Tapping the Retirement Kitty
Thinking of dipping into your retirement savings to get through hard times? It's a tempting prospect -- and it could become even more tempting as signs increasingly point toward economic troubles on the horizon.
But before you tap that ready pot of cash, you may want to think again. There are significant downsides to drawing early from your accounts.
Even so, there is evidence that people are doing it in growing numbers.
According to Fidelity Investments, one of the nation's largest managers of retirement plans, investors are turning more frequently to their savings to pay for current needs.
"We have seen a dramatic increase in the number of hardship withdrawals -- up 17 percent year over year," said Jamie Cornell, Fidelity's senior vice president of marketing.
Hardship withdrawals, which often require fees and tax payments, are just one way of tapping retirement funds. Cornell said investors also have more loans outstanding against retirement savings plans -- and the amounts of the loans are getting larger. People age 59 1/2 and older, who are permitted to take money out without penalties, are withdrawing from their accounts in "the highest numbers we have ever seen," Cornell said.
Sometimes it may be impossible to surmount financial difficulties without draining money from your retirement plan. But spending the money now could mean you have less in retirement, when you may need it even more.
The law allows hardship withdrawals on the theory that, without them, it would be even harder to get workers to participate in savings plans.
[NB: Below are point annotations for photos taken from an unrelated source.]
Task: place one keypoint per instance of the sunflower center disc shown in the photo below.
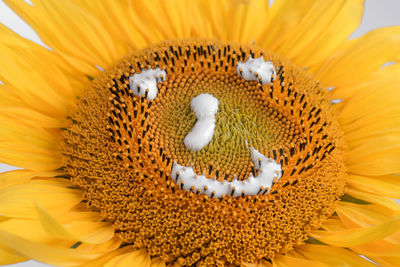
(129, 131)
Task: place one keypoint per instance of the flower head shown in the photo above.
(210, 139)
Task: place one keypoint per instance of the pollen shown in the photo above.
(125, 149)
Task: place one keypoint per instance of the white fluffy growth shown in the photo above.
(267, 168)
(257, 70)
(205, 106)
(147, 80)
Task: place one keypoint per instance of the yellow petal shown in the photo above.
(331, 256)
(376, 156)
(85, 231)
(388, 185)
(372, 198)
(308, 32)
(356, 215)
(101, 261)
(138, 258)
(47, 254)
(19, 201)
(16, 177)
(157, 262)
(358, 236)
(289, 261)
(365, 55)
(7, 256)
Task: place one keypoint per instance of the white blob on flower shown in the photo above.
(257, 70)
(147, 81)
(268, 172)
(205, 106)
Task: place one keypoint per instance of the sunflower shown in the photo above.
(207, 133)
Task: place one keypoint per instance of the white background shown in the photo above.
(378, 13)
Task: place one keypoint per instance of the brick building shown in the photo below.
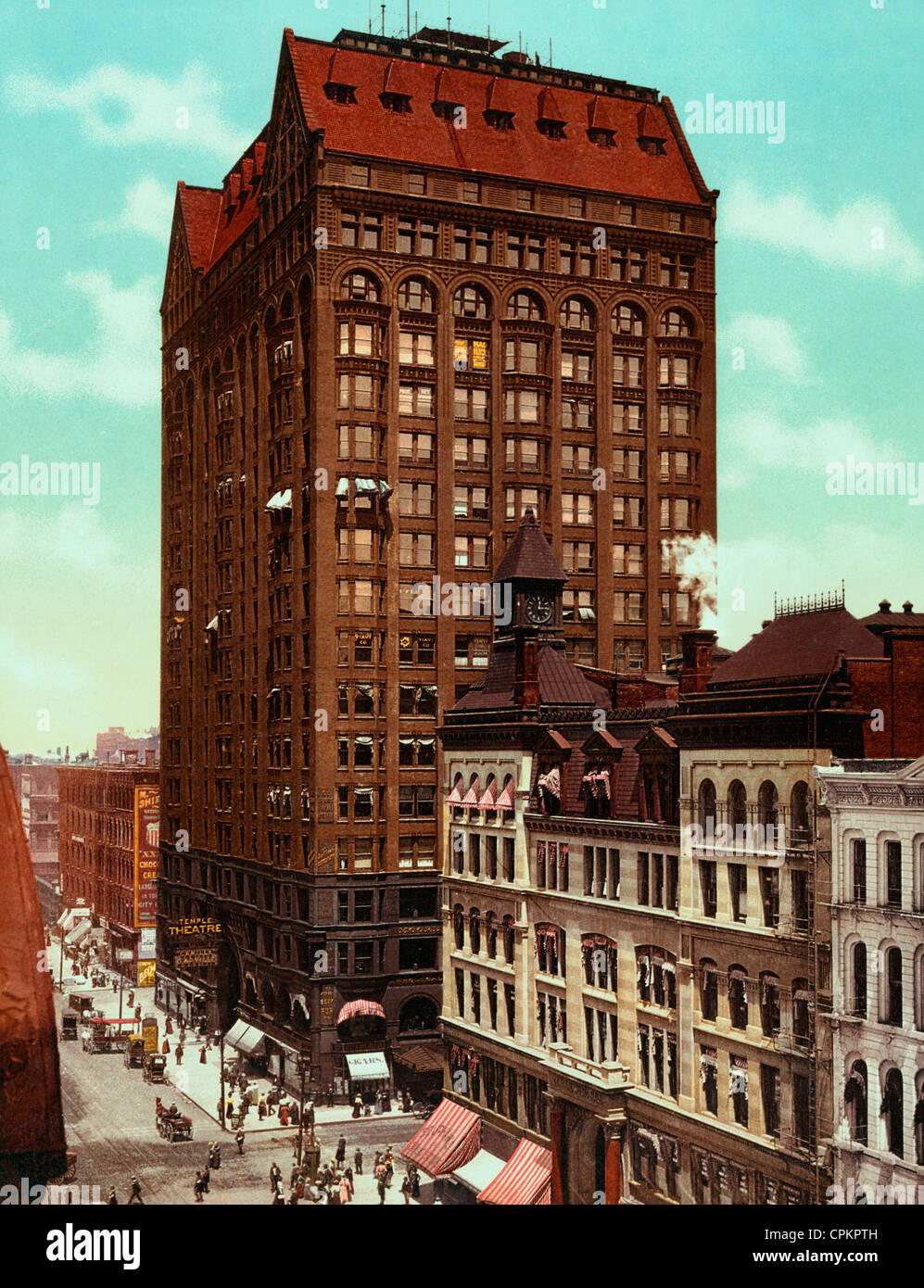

Some companies, however, may not offer withdrawals or loans as part of their plans. Before embarking on a hardship withdrawal, you should carefully consider the restrictions and costs. Withdrawals are permitted for the purchase of a new home, medical bills, higher education, funeral expenses, or to prevent an eviction or other severe financial distress. They require extensive documentation for the Internal Revenue Service, and you must have exhausted all other options. You don't have to repay the money to your 401(k), but you do pay a 10 percent penalty unless you fall into certain categories, such as being completely disabled. You're also likely to have to pay taxes on the money withdrawn.
The move really is a last-ditch alternative.
Borrowing against your 401(k) may make sense in some situations. If your mortgage payments go up (as will be the case for many borrowers with adjustable rates in the next few years), and you can buy some time to help come up with a sustainable financial situation, you might want to consider it, said Stephen P. Utkus director of the Vanguard Center for Retirement Research. "You have to look at the risks and the benefits. It's not risk free." For example, if you lose your job or change jobs, you have to repay the loan in full.
However, there are some advantages, he said. For example, there is no underwriting -- that is, no lender combing through your assets and liabilities and checking your credit score. Also, you will be paying yourself interest instead of paying interest to someone else, and the interest rate may be lower. (The flip side is you might be able to earn more on your investments than you are paying yourself in interest.) You may borrow up to $50,000 or 15 percent of the account balance, whichever is higher.
"Suppose you think in the next year you can refinance the house. Or you're selling the house and getting something cheaper. Or another family member is going to start work and will have some money in six months," said Utkus. Or you may be getting to the end of some other expenses, say, for school or your car payments. "What you have to think about is: Does it buy you some time to fix the underlying problem?"